AI Governance is the Key to Success

When I take organizations through Thrive’s AI Adoption Accelerator, which is a four-week program designed to help businesses operationalize AI, the second module deals with AI Governance.

While the first module is concerned with AI Readiness and is designed to assess where a business falls on the AI adoption scale, the AI Governance module provides the structure most businesses are lacking when they begin their AI journey.

Generally defined as the system of rules, practices, and processes that guide how an organization manages and oversees its use of AI, AI Governance looks different at every organization.

It’s an ever-evolving topic and my views on it are evolving as well—however, I think a basic AI Governance structure should include, at minimum, an AI Charter, an AI Council, and an AI Policy.

Here’s why.

  • The AI Charter provides the purpose of the AI Council, its long-term goals, and clear objectives it aims to achieve.
  • The AI Council provides oversight and leadership, ensuring that AI initiatives follow the Charter’s principles and align with business objectives.
  • The AI Policy translates the Charter’s principles into operational rules and procedures, guiding the practical implementation of AI in a compliant and responsible way.

An AI Governance framework that includes at least these three components ensures that there’s an agreed-upon process for how you’ll make decisions on AI tools and use cases, what you’ll benchmark those tools and use cases against, which business objectives you’re mapping your use cases to, who’s responsible for what when it comes to pilot programs, and lots more.

Essentially, good AI governance is about making sure you’ve got a thoughtful structure for how you’re going to manage AI initiatives across your organization.

Executive Buy-In Matters

BCG writes that good governance starts at the top, and the data seems to support that.

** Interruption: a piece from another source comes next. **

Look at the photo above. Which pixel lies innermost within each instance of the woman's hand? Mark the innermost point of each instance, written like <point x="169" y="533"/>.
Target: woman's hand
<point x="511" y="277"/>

Executives who personally use AI at work—and executive sponsors who are aware and engaged in the creation of Councils and policies—run organizations that are far more successful in their AI initiatives than ones that don’t.

When members of your leadership team are directly involved in AI projects, it sends a clear message throughout the organization about the importance and potential of these technologies.

McKinsey writes that “early generative AI adopters are finding that to capture more value, they need to get more disciplined.”

What I’ve seen so far is that organizations that successfully move from Random Acts of AI Adoption to piloting and, ultimately, scaling AI initiatives, take the time to get their governance right.

So before you move too far down the road to AI, get your governance in place.

As the pace of AI innovation accelerates, you’ll be very glad you did.